Twice crowned world champion at the 2011 and 2013 Olympic Games, he ranked fourth at the 2012 London Olympics. For Brut, Camille Lacourt talks about the post-competition during this “defeat”, a difficult period for him.
“The burn out, really the violence that I suffered, it was in 2012, after the London Olympics”, declares the ex-swimmer Camille Lacourt. In 2011, the athlete won the title of world champion. In 2012, then in “misfit”, he qualifies in fourth place at the London Olympics with, according to him, a race “not really satisfying”. If the disappointment is present at the time, it is especially the days following the competition that are the most trying for Camille Lacourt.
“We feel alone, even if we are surrounded”
After major international events, athletes can take a vacation, but this period will prove to be above all a test for the former swimmer: “For fifteen days, three weeks, we find ourselves with our pain, our disappointment, almost our humiliation”. This disappointment, Camille Lacourt describes it as “very selfish and lonely” in the face of all the decisions and sacrifices he makes to reach this level. This “failure” then questions everything: “We feel like we wasted our time and a little our life”.
After fifteen days of discomfort, Camille Lacourt decides to close this great void in him. “There is a phrase that I like very much, it is: “The great champions are not those who do not fall but those who get up quickly.“. This period allows him to understand his real vocation for the profession and gives him the desire to resume his activity.

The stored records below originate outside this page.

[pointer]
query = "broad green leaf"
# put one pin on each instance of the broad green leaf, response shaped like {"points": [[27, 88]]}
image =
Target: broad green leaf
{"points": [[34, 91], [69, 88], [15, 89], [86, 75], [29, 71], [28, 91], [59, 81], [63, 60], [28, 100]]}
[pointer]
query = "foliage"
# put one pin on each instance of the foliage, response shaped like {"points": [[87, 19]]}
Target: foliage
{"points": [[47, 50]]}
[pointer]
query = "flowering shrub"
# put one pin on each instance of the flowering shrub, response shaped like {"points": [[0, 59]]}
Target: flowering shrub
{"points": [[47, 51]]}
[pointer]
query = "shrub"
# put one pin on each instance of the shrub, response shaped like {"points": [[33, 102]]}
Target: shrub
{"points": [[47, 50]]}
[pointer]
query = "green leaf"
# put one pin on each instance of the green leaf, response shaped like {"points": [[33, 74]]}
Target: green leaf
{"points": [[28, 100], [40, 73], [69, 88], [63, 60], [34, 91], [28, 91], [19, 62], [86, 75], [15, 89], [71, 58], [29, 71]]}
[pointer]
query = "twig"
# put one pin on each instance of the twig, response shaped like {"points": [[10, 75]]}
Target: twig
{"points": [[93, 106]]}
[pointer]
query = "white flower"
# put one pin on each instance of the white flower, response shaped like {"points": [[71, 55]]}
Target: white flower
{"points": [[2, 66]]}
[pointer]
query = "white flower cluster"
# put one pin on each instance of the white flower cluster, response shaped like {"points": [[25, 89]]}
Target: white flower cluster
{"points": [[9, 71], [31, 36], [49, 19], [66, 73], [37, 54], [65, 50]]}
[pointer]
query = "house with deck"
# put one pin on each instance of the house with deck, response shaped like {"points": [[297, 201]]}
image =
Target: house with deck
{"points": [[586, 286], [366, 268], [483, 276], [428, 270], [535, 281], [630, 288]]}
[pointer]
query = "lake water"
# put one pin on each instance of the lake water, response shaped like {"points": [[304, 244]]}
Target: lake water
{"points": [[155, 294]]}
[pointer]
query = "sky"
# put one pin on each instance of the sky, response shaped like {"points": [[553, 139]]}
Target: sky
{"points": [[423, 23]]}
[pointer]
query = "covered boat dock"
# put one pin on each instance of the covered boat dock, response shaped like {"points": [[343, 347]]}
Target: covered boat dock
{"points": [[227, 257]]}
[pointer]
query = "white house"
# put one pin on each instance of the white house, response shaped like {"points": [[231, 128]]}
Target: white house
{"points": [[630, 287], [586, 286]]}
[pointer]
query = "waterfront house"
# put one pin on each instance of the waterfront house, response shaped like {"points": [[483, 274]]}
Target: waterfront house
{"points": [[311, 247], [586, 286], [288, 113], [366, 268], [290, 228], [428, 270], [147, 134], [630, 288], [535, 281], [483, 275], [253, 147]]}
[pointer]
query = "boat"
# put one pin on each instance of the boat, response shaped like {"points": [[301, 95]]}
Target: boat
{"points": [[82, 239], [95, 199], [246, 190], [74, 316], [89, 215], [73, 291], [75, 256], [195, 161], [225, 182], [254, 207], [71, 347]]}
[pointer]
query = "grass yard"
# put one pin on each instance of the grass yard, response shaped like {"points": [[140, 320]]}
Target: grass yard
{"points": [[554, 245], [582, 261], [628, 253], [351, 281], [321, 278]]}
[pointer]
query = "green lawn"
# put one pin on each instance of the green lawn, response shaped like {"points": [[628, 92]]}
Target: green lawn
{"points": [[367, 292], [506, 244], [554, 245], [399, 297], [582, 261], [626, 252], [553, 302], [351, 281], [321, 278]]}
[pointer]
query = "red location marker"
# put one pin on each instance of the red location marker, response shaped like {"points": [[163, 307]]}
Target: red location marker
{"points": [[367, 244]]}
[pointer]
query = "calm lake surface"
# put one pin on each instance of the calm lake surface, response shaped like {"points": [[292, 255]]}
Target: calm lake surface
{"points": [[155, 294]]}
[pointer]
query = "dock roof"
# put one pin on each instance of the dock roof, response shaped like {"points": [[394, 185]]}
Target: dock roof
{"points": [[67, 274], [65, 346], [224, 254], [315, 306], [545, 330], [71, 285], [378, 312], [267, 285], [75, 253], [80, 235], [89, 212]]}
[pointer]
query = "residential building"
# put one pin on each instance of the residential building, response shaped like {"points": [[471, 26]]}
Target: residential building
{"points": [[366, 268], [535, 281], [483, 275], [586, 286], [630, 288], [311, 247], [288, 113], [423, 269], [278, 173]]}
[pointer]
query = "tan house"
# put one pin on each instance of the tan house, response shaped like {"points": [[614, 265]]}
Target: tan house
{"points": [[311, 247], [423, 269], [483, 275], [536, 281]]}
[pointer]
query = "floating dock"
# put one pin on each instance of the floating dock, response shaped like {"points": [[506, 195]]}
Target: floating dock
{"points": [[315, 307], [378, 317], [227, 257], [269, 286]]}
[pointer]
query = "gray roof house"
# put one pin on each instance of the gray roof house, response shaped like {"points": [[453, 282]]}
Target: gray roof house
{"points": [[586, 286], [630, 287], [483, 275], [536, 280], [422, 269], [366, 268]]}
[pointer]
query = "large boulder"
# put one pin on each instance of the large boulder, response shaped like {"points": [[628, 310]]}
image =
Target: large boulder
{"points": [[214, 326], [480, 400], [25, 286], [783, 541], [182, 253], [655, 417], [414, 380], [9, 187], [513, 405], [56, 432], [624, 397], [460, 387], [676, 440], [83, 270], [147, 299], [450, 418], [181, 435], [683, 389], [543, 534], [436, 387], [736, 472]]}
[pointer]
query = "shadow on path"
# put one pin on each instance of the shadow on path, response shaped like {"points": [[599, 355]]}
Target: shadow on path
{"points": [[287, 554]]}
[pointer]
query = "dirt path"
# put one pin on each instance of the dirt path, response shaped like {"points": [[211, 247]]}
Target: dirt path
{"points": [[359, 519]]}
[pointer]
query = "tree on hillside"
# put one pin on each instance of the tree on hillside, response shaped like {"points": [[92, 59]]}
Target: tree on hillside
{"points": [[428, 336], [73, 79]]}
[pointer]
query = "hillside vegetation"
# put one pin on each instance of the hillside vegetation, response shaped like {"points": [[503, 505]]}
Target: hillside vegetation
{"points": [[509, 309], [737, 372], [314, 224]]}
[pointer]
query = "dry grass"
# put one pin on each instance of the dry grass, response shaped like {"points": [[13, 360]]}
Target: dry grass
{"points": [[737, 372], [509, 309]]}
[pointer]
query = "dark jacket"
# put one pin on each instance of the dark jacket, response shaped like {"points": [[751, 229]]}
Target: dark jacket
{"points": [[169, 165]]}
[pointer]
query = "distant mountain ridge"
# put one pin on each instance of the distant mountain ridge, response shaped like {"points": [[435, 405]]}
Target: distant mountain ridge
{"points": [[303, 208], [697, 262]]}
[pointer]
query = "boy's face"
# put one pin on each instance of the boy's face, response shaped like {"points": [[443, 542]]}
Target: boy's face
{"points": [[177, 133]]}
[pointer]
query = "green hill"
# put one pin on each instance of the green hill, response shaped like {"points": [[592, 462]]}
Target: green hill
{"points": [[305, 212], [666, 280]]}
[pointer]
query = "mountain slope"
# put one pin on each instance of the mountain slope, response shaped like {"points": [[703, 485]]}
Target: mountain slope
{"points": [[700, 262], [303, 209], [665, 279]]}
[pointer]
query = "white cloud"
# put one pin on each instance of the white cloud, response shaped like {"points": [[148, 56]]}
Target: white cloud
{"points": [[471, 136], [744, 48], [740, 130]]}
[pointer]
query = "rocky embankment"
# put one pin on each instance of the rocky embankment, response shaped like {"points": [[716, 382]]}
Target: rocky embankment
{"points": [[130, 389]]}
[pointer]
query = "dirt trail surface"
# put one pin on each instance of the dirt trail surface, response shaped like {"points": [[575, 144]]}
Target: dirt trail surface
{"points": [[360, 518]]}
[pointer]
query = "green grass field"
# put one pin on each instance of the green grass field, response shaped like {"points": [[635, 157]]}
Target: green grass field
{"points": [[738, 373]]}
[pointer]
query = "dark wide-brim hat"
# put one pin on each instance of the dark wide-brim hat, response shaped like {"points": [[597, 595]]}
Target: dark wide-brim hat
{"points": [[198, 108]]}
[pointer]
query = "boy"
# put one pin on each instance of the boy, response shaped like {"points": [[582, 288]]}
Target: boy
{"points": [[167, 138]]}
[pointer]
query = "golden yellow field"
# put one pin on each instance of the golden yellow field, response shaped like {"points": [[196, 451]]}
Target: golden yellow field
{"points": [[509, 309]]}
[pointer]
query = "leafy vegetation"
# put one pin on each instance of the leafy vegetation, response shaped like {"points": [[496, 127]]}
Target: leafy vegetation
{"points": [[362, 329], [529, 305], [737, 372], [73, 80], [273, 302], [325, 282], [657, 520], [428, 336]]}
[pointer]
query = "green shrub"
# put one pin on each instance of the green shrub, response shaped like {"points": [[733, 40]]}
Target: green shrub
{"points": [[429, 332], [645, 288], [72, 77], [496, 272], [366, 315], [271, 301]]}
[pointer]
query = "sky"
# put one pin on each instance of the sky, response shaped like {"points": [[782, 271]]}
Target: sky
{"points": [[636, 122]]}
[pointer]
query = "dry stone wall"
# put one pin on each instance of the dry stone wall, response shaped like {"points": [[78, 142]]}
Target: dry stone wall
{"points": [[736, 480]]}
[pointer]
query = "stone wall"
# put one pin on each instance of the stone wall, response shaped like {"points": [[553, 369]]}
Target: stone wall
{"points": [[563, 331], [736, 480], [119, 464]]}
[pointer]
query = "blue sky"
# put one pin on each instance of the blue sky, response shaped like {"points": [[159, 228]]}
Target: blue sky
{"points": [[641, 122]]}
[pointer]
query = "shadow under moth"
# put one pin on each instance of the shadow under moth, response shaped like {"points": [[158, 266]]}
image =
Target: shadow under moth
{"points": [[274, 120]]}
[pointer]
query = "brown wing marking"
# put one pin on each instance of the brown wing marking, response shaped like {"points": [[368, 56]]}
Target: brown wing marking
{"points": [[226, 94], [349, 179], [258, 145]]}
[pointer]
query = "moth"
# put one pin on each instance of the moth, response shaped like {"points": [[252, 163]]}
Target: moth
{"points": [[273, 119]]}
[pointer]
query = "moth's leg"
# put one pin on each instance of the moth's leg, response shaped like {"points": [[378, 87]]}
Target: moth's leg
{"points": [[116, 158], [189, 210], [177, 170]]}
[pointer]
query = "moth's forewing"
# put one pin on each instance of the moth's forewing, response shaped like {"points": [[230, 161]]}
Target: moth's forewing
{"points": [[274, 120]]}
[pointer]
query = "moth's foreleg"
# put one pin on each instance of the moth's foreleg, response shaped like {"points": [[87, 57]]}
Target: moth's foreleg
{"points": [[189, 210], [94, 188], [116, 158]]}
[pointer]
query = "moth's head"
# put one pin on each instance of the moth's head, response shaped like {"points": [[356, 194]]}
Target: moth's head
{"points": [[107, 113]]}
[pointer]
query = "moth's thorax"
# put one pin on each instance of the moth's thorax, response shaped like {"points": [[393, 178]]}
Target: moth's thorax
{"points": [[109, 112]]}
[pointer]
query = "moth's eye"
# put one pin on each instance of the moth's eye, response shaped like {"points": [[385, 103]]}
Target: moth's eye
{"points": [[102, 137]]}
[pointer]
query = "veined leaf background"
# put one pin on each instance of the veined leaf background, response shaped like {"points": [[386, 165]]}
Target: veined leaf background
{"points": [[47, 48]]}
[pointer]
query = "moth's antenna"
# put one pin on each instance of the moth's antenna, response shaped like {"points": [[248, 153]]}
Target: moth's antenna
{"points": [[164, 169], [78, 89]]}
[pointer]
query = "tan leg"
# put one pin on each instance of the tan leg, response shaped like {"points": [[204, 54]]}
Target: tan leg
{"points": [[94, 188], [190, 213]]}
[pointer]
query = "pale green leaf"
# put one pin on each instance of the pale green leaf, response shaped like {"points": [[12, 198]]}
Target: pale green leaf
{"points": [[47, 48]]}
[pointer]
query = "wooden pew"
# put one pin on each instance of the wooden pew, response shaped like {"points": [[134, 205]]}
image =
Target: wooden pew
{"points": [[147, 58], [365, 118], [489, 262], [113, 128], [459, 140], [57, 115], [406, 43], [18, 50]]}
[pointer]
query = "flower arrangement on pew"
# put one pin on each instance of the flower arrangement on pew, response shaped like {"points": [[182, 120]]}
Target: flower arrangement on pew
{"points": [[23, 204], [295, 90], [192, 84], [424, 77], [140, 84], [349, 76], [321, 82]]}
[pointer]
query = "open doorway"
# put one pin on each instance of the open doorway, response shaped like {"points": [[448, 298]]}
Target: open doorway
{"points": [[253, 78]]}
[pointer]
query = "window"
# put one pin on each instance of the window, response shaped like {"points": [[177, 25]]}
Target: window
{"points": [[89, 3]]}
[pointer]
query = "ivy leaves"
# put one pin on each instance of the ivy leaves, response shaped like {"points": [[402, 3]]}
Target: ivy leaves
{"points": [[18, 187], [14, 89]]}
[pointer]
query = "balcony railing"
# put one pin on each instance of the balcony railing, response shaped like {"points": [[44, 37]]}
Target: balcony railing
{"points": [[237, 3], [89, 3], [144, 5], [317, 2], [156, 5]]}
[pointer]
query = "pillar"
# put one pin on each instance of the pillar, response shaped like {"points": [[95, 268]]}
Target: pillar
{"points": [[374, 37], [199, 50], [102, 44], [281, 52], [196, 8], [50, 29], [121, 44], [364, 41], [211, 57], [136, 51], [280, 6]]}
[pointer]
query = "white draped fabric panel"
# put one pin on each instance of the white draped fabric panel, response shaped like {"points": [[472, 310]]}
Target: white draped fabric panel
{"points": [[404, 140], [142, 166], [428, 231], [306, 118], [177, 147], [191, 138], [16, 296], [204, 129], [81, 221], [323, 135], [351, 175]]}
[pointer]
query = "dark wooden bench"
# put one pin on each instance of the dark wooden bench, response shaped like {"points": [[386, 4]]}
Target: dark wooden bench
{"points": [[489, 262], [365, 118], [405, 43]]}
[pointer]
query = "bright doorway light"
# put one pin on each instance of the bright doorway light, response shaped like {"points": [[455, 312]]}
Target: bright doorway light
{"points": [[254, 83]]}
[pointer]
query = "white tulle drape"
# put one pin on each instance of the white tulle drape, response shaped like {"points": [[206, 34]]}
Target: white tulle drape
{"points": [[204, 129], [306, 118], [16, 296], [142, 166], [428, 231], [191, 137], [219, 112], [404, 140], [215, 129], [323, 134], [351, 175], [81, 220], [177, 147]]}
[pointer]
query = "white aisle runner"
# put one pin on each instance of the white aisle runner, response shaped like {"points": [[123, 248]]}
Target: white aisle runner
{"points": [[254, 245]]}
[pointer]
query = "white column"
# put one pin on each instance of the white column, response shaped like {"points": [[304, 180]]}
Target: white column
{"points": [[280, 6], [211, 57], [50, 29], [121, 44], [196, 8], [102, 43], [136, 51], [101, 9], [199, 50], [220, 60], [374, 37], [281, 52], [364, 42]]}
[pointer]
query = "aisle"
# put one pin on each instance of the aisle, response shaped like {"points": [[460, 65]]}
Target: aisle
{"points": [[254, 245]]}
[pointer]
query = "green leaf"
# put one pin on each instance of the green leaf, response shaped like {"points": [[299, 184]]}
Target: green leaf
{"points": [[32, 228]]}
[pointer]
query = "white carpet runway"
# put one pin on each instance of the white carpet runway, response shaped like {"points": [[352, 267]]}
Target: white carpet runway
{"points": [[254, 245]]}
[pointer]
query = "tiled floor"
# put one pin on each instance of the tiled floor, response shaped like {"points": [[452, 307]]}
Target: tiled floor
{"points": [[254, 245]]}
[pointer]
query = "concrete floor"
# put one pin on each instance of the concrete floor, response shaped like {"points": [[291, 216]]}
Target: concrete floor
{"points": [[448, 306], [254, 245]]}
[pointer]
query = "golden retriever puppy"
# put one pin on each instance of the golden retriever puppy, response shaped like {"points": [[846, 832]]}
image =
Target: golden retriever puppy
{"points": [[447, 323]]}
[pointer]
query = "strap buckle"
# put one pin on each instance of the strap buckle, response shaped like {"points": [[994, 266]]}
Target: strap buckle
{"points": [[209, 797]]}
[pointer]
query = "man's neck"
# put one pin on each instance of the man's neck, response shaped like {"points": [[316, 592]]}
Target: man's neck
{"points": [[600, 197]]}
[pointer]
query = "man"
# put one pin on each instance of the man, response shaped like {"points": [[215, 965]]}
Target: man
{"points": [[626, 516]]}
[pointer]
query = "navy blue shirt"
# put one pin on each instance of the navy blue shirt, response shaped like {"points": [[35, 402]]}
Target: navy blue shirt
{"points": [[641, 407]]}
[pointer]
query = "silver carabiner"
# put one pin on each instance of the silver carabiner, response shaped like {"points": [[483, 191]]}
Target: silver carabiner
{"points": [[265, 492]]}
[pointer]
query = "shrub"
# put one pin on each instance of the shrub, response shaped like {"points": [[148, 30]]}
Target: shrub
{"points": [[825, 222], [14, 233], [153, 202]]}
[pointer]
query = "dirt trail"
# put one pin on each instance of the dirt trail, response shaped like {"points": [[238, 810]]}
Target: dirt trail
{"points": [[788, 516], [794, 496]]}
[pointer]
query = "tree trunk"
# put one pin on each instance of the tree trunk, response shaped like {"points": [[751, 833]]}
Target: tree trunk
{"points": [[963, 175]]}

“In fact, the mind is everything”
For Camille Lacourt, an athlete is “a person who has decided to push his limits and I think that a very good athlete is above all a human being who feels good about himself”. And inevitably, well-being comes from good mental health. To maintain it, the ex-champion trained at the Cercle des nageurs de Marseille, one of the first clubs to integrate a mental trainer. That person “gives a lot of exercises in order to have a certain lightness, to always be motivated and to be 100% mentally”. Mental strength is then, according to him, a power that brings an optimization of work and recovery time.
Now a former swimmer since the end of his career at the age of 32, he admits having wanted to stop his activity during his career, due to fatigue and failures: “Every day I wanted to stop everything and it’s normal, it’s human. Afterwards, I always had this little voice inside me that said to me: “I don’t think the road is over.”
Faced with his burnout, he is now learning a lesson: “I am convinced that the only people who have never failed are those who have never undertaken anything. I have a lot of respect for people who fail and who manage to get up behind them”.